Part 1: Modeling to obtain weights

Based on the DAG above, identify the set of variables $Z$ that d-separates qsmk and weight gain.
Fit an appropriate treatment propensity score model, and call this ps_treat_mod. For simplicity, assume that a quadratic relationship for the quantitative variables gives a good fit. Make sure to wrap categorical variables inside factor() in your model formula.
Add a new variable to your dataset called weights_treat that contains the IP weights for treatment.

Is it believable that quitting smoking (treatment) is a cause of censoring? How do the tabulations/calculations below help answer this?

# P(censored | quitters) and P(censored | nonquitter)
table(qsmk = nhefs$qsmk, cens = nhefs$cens)
table(qsmk = nhefs$qsmk, cens = nhefs$cens) %>% prop.table(margin = 1)

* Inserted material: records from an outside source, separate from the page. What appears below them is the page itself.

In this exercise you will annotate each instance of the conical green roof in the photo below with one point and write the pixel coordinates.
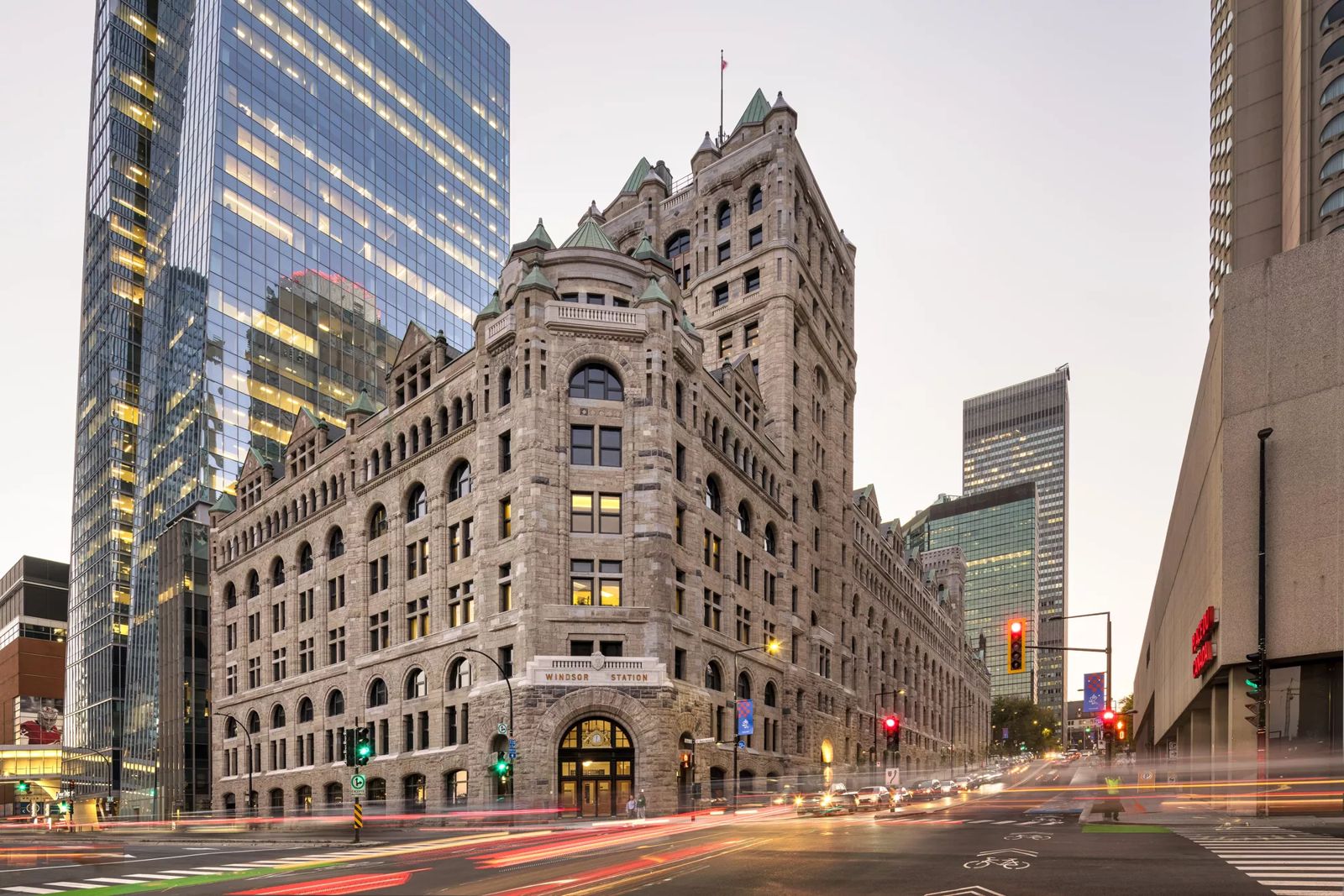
(642, 170)
(589, 235)
(537, 278)
(756, 110)
(654, 293)
(363, 405)
(537, 239)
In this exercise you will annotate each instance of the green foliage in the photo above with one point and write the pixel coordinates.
(1038, 727)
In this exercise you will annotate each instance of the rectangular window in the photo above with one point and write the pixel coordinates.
(336, 593)
(417, 618)
(609, 513)
(712, 609)
(581, 512)
(506, 586)
(378, 631)
(611, 446)
(581, 445)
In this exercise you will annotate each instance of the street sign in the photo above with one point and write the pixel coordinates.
(746, 718)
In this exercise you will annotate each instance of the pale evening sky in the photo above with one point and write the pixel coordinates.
(1026, 184)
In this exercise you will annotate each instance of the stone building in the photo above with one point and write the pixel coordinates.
(629, 506)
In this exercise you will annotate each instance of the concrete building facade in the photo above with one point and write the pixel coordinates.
(588, 533)
(1273, 360)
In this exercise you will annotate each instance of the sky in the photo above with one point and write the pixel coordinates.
(1026, 184)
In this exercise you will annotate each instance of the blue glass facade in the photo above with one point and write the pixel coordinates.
(277, 188)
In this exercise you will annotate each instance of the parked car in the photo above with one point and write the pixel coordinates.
(874, 799)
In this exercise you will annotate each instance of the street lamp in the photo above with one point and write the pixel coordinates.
(510, 685)
(770, 647)
(252, 801)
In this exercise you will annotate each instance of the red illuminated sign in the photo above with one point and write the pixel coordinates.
(1203, 631)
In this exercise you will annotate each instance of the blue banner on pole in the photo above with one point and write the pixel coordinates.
(746, 718)
(1095, 692)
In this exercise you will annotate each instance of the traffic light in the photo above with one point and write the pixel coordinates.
(363, 746)
(1256, 674)
(1016, 652)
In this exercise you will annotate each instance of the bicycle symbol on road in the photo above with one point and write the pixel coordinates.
(1010, 864)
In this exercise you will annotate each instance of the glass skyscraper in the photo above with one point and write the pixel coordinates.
(276, 190)
(996, 532)
(1021, 434)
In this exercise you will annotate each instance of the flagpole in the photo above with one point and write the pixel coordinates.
(721, 97)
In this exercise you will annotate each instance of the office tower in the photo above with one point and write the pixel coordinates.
(996, 532)
(1276, 170)
(276, 190)
(1021, 434)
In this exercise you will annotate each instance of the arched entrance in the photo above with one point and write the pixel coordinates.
(596, 763)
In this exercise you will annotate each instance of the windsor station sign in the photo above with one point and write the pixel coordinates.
(597, 671)
(1202, 642)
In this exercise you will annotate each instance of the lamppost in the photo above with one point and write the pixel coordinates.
(510, 685)
(898, 692)
(770, 647)
(252, 794)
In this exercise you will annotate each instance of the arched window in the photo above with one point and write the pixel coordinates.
(597, 382)
(678, 244)
(378, 521)
(417, 504)
(1335, 127)
(1334, 203)
(1334, 53)
(460, 481)
(712, 676)
(417, 685)
(712, 499)
(460, 674)
(376, 692)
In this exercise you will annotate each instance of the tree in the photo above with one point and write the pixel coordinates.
(1027, 723)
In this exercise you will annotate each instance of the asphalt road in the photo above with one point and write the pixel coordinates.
(980, 846)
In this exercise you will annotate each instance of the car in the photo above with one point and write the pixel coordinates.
(874, 799)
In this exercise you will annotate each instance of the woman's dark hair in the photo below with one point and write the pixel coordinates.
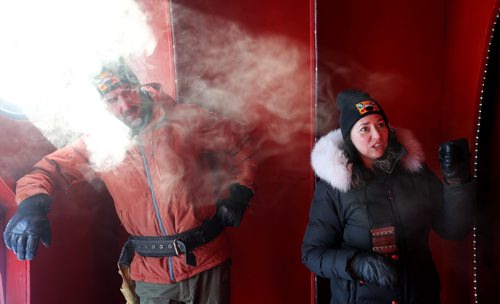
(360, 173)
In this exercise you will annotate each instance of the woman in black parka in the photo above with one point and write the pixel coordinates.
(375, 203)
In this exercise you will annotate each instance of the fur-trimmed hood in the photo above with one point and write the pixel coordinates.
(329, 162)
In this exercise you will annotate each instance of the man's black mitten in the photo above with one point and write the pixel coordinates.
(454, 158)
(230, 210)
(374, 268)
(29, 225)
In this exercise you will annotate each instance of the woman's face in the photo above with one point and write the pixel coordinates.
(370, 136)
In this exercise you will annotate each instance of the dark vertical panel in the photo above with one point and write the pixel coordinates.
(488, 171)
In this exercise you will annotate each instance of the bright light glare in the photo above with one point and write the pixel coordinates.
(51, 48)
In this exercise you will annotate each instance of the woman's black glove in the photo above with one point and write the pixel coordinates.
(29, 225)
(230, 210)
(454, 158)
(374, 268)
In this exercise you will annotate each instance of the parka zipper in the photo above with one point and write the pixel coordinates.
(399, 227)
(155, 204)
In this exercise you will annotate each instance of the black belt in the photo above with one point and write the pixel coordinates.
(177, 244)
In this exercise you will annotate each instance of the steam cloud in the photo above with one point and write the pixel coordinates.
(50, 49)
(254, 78)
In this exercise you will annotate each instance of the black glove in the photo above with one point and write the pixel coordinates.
(454, 158)
(29, 225)
(374, 268)
(230, 210)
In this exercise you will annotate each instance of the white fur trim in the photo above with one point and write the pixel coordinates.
(330, 164)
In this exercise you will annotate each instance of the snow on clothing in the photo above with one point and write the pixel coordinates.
(409, 196)
(190, 156)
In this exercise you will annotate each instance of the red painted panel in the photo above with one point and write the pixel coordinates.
(468, 30)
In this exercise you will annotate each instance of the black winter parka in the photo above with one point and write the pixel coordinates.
(409, 197)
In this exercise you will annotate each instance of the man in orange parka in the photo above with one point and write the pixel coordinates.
(187, 175)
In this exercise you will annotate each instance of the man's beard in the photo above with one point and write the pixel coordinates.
(136, 125)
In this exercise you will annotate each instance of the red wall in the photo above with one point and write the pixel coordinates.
(423, 60)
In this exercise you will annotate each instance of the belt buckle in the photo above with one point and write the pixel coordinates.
(176, 246)
(179, 246)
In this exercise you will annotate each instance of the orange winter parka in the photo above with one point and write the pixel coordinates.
(172, 174)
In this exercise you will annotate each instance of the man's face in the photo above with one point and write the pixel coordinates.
(126, 104)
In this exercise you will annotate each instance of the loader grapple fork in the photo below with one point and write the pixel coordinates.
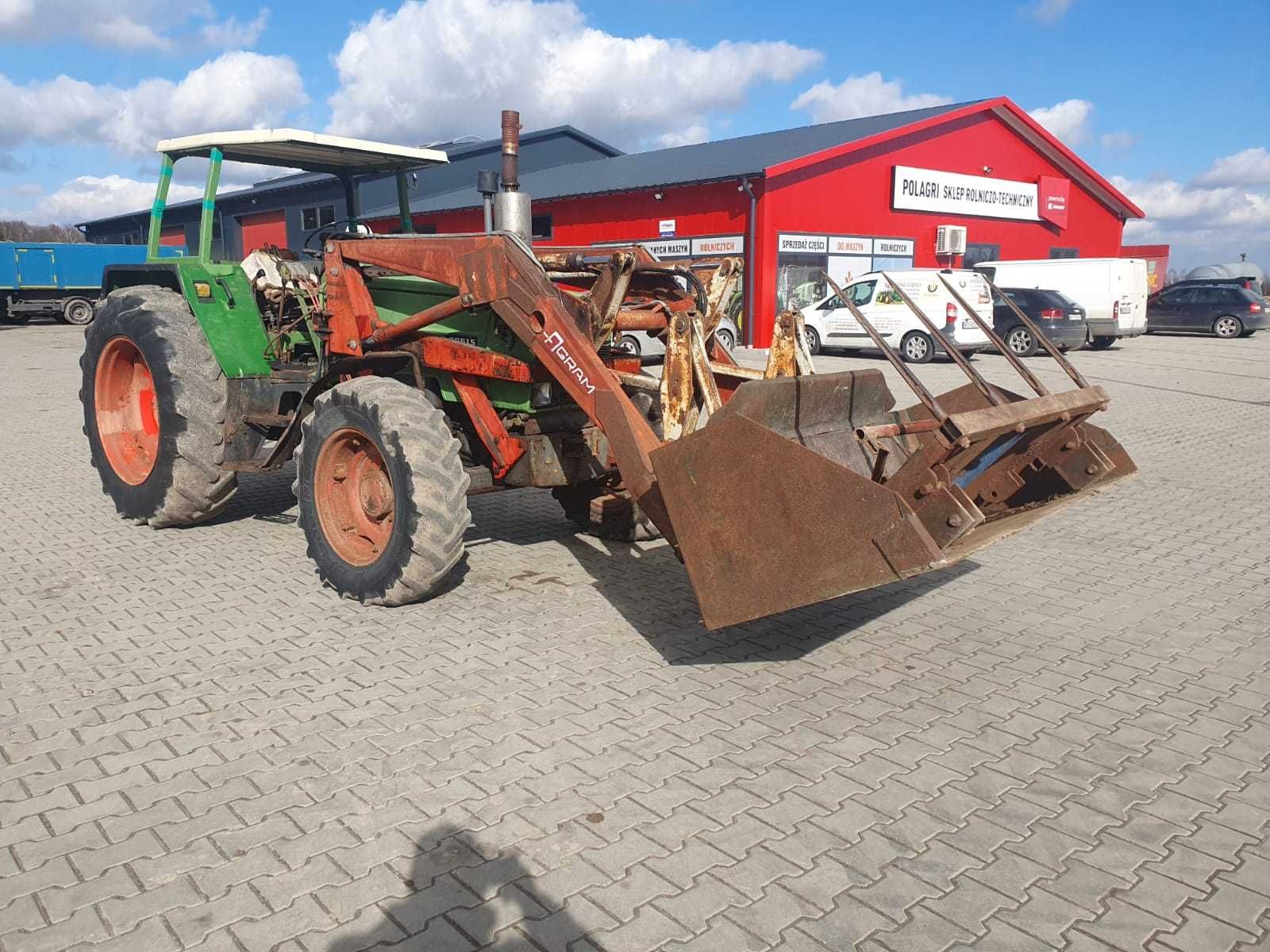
(779, 488)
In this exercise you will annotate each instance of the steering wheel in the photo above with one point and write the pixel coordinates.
(325, 232)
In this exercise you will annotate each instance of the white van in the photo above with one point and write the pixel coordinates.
(831, 324)
(1113, 291)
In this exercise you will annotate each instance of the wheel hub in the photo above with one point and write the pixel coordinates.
(353, 497)
(126, 409)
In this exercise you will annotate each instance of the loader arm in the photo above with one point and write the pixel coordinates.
(498, 271)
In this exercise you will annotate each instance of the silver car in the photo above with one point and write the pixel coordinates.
(639, 343)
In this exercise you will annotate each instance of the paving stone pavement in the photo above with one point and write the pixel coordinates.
(1060, 744)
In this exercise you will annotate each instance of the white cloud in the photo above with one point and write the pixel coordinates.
(1049, 12)
(1248, 168)
(1119, 141)
(444, 67)
(1204, 225)
(222, 94)
(234, 35)
(1068, 120)
(861, 95)
(90, 197)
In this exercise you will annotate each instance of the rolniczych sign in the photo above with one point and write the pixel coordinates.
(952, 194)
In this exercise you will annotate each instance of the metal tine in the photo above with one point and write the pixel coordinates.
(1015, 361)
(1045, 342)
(950, 347)
(891, 355)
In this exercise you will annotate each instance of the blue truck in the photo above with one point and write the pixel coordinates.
(59, 278)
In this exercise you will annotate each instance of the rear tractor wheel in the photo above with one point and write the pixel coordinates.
(154, 409)
(1022, 342)
(383, 493)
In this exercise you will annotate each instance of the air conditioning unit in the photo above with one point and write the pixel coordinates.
(950, 240)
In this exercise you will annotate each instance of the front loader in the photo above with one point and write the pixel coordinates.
(404, 372)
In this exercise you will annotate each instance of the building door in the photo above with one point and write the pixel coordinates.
(979, 251)
(264, 228)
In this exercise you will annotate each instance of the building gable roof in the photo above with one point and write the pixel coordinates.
(772, 154)
(704, 162)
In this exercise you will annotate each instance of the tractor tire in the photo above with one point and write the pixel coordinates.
(154, 409)
(603, 509)
(383, 493)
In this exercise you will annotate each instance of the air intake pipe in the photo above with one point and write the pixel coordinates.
(512, 207)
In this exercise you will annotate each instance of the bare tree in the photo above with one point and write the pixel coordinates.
(16, 230)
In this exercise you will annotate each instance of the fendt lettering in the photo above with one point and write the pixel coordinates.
(713, 456)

How would you see if the data support the age --> C and education --> C arrows? Describe, but don’t actually perform this analysis.
Fit an appropriate model for the probability of censoring, and call this prob_cens_mod. For simplicity, assume that a quadratic relationship for the quantitative variables gives a good fit. Make sure to wrap categorical variables inside factor() in your model formula.
Add a new variable to your dataset called weights_cens that contains the IP weights for censoring. (Note that in R, the default for logistic regression is to model the probability of the outcome variable equaling 1.)
Add a final weight variable to your dataset called weight_TC.

Part 2: Fitting MSMs

Fit the following two MSMs ( $A$ is qsmk, and for sex, 0 indicates males and 1 indicates females):

$E[Y^{a, c=0}] = \beta_0 + \beta_1 a$ $E[Y^{a, c=0}] = \beta_0 + \beta_1 a + \beta_2\hbox{sex} + \beta_3 a\times\hbox{sex}$

Note: In our previous analysis where we worked with nhefs_subs, we had actually fit the following:

$E[Y^{a} \mid C = 0] = \beta_0 + \beta_1 a$ $E[Y^{a} \mid C = 0] = \beta_0 + \beta_1 a + \beta_2\hbox{sex} + \beta_3 a\times\hbox{sex}$

Refit these models here using the relevant weights. How do your results compare?